The only sound was the occasional groan of the aluminum wing spars when hitting a strong updraft. Heat rising from a sun baked parking lot below, or from a stinking garbage dump fire or maybe hot air from a group of politician’s conference. It can carry a glider straight up at 300 feet per minute or more. If you really want to make the spars groan, pass under a thunder-head cloud and you can feel a powerful push up in the seat of your pants at a rate of more than 1,000 feet per minute.
Circle around in the “up air” you will be rewarded with a longer higher flight in your pilot’s log book, fewer tow charges and bragging rights with fellow pilots. Alternatively, hang around in a down draft, you will be back landing on the ground ahead of the tow pilot- and he is making a full power dive. That Celestial God I thought I heard doesn’t want you soaring higher and higher. He seems to keep you out of the updrafts. Typically only one of your wing tips feels an up draft first and shoots up. This diverts you in a turn away from the raising air column.
Down drafts are the reverse- they suck you in. You end up flying through a forest of updrafts and get bounced out of all of them. One solution is at the first sensation if, say your right wing lifts up, is to slam the control stick to the right, kick right rudder and force the plane to turn into instead of away from the rising air. Once in the column you lower the right wing further so as to make the tightest turn into the smallest diameter spiral so you are carried up higher and higher in the fastest rising air.

If you don’t care for this blindly hunting for up air and you don’t even like the stink of rising smoke from garbage dumps, there is an alternative-keep an eye out for birds. You don’t see many sparrows, ducks or turkeys up here. Updrafts are reserved for the upper echelon soaring birds, seagulls and hawks. Somehow they are always where the wind is going up fastest. Swing in behind a soaring bird and you are sure to be headed up. Seagulls, are the peace loving, loopy goofballs of the sky. You can pull up closer and closer to them and
“Hey Man, I’m cool with whatever.”
No harsh beaks, no talons, no sweat. Gulls don’t mind sharing the up draft with anybody. You can even fly your quarter ton aluminum albatross up to “goose” their tail feathers and no matter- they are the doves of soaring.

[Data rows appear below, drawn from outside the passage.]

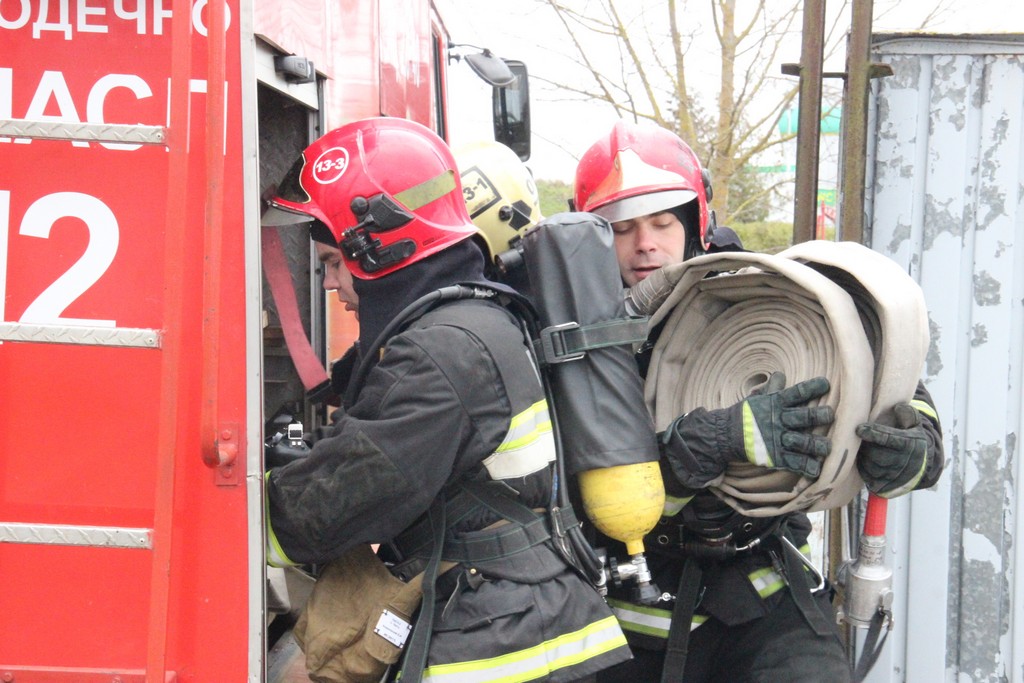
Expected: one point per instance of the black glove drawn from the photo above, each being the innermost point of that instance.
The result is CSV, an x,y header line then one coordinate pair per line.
x,y
892,460
773,428
700,443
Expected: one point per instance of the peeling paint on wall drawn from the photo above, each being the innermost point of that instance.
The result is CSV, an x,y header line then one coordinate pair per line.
x,y
946,174
933,361
986,289
978,335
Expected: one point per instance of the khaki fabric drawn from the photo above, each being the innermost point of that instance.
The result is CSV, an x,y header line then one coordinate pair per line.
x,y
336,629
826,309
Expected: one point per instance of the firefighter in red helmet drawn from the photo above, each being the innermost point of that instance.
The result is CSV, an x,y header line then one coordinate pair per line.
x,y
747,608
444,453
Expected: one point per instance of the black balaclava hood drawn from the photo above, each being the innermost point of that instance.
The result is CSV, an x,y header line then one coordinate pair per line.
x,y
382,299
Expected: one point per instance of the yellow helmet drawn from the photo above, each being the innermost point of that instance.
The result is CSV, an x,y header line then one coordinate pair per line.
x,y
500,194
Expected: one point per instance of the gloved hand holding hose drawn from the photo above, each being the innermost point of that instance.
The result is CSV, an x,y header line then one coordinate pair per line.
x,y
772,428
892,460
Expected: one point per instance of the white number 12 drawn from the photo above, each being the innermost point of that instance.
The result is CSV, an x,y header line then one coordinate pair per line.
x,y
102,245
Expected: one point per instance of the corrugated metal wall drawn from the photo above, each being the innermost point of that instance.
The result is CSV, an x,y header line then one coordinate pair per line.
x,y
945,178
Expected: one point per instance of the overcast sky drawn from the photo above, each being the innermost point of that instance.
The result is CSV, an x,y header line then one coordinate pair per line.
x,y
525,30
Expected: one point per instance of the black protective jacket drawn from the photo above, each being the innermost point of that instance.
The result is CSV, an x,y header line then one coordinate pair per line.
x,y
454,398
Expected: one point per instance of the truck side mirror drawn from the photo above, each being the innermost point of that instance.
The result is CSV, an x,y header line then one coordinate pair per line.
x,y
491,68
511,111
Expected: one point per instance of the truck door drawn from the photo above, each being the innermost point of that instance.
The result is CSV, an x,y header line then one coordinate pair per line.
x,y
124,422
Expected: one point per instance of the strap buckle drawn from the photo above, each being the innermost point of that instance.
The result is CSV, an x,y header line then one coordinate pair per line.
x,y
553,344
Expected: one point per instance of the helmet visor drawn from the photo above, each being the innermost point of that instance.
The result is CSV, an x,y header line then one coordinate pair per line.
x,y
644,205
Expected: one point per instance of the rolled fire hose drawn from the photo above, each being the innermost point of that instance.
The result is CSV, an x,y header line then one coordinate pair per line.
x,y
820,308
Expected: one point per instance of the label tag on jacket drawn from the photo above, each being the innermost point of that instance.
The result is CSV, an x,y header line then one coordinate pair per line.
x,y
392,628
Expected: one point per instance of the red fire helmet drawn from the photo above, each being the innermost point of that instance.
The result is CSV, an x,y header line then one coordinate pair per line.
x,y
637,170
386,188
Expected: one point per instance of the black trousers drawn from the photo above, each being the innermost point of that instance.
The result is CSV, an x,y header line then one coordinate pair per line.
x,y
779,647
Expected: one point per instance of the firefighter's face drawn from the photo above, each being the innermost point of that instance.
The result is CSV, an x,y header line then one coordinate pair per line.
x,y
337,276
646,243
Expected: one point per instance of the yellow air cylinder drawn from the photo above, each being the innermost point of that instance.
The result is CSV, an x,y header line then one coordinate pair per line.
x,y
624,502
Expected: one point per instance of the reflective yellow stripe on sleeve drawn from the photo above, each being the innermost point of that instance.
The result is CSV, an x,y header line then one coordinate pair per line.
x,y
528,446
923,408
537,662
275,556
647,621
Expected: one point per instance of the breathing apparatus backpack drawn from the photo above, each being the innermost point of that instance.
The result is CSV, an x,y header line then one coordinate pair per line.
x,y
585,348
573,314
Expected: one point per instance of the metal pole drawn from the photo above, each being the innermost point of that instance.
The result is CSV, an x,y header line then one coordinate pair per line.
x,y
852,165
809,122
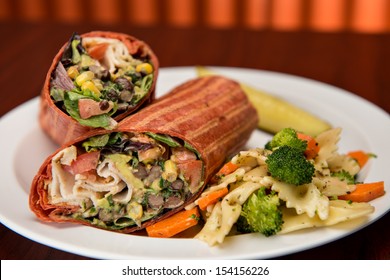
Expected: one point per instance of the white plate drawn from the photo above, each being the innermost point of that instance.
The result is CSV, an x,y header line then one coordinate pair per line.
x,y
23,147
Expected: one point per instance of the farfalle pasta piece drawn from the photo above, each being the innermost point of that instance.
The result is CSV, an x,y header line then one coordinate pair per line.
x,y
225,214
339,211
304,198
332,186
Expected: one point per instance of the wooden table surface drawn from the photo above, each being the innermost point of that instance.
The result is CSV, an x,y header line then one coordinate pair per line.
x,y
359,63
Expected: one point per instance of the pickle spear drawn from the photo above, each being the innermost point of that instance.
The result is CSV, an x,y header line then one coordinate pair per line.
x,y
276,113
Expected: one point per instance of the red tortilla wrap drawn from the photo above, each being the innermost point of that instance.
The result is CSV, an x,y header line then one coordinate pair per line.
x,y
57,122
195,127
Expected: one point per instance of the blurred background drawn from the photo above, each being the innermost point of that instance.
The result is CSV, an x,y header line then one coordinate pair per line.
x,y
372,16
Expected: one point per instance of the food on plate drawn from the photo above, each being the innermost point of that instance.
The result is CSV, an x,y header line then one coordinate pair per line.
x,y
95,80
294,182
276,113
151,166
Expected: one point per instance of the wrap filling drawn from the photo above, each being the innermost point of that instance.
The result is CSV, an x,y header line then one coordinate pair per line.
x,y
98,78
119,180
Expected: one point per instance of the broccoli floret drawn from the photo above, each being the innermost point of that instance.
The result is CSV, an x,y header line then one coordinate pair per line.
x,y
243,226
289,165
344,176
261,213
286,137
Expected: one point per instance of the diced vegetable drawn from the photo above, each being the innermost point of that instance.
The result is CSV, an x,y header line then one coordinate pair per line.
x,y
312,148
145,68
83,163
212,198
365,192
228,168
97,51
89,108
192,172
83,77
174,224
360,156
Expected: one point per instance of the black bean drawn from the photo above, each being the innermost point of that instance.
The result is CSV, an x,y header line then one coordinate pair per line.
x,y
124,83
177,184
103,105
155,200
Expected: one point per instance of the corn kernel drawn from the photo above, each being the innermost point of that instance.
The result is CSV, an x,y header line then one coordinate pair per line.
x,y
72,72
85,76
98,83
170,172
91,86
145,68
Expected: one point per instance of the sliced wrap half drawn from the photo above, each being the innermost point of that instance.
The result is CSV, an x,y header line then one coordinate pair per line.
x,y
155,163
96,80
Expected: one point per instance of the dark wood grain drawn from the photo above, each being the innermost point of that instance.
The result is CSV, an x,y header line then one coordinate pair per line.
x,y
359,63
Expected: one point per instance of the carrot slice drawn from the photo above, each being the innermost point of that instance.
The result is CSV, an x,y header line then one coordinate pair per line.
x,y
174,224
312,148
365,192
360,156
211,198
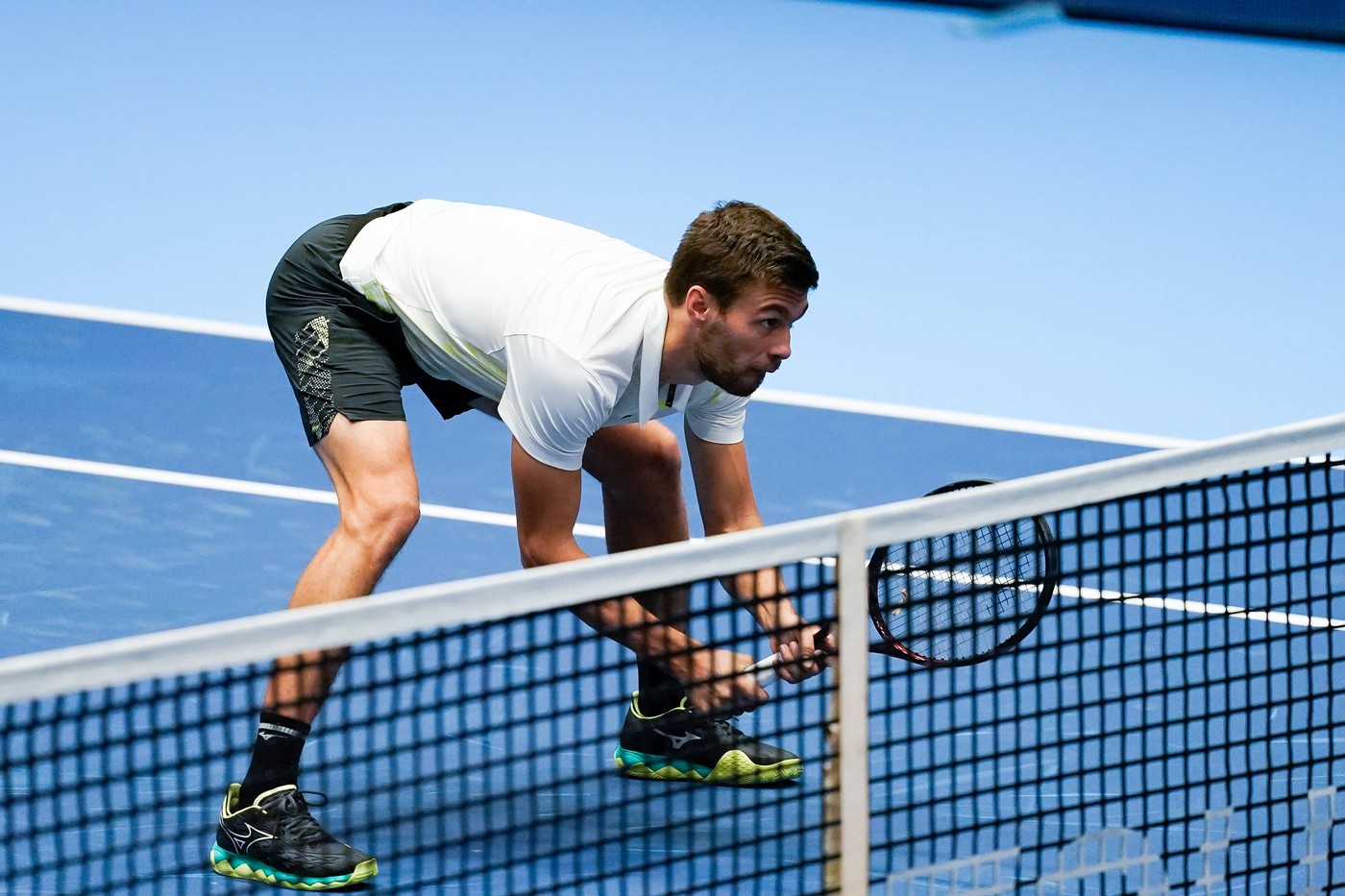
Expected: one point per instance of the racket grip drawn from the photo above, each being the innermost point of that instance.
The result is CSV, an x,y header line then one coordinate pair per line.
x,y
764,670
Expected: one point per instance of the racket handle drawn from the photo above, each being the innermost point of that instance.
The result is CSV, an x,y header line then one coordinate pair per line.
x,y
764,670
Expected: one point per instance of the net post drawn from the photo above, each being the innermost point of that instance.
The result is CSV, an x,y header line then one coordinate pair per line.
x,y
847,727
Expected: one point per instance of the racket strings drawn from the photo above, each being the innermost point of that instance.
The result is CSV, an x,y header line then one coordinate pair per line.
x,y
962,594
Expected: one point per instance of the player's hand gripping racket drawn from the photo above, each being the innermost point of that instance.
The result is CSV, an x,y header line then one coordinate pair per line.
x,y
957,599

Hawks are the hawks of updrafts. They are mean dudes but like any bully being chased by a bigger bully, they know when to fold. You could say they are versed in the Darwinian facts of life. You fly a 600 pound glider up anywhere near a falcon in an updraft and you’ve got his attention. Any closer and he will instantly fold his wings and become a 120 mph falling arrow as he dives to escape the threat.
That was the position I found myself one beautiful summer afternoon at 15,000 feet above the Salem, New Hampshire glider port. Mr. Falcon, I’ll call him Hank, saw me approaching rapidly from behind. He folded his great wings and dove. The FAA and the Audubon Society may not condone such behavior, but I decided to follow him into the dive and pushed the stick forward. The glider headed straight down. Hank was not OK with a high speed chase. He thought he was now going to be someone else’s lunch. My state of affairs was no better: I was less than 100 seconds from eternity and becoming bug splat on some farmer’s corn field. The air screamed by, the airframe shudder and bucked as the speed approached 130 mph, well above red line. The dive lasted a few seconds, but the adrenalin rush remained for decades.
Hank like all large birds of prey has a face as sharp as a stone. There shouldn’t be any emotional content in his expression. However after that 10,000 foot dive, Hank turned to look back and saw me right behind him- I detected anxiety expression in his look.
Hank flew home to the Misses to boast of his heroic death defying escape. I made my way back to the landing field and never told my wife.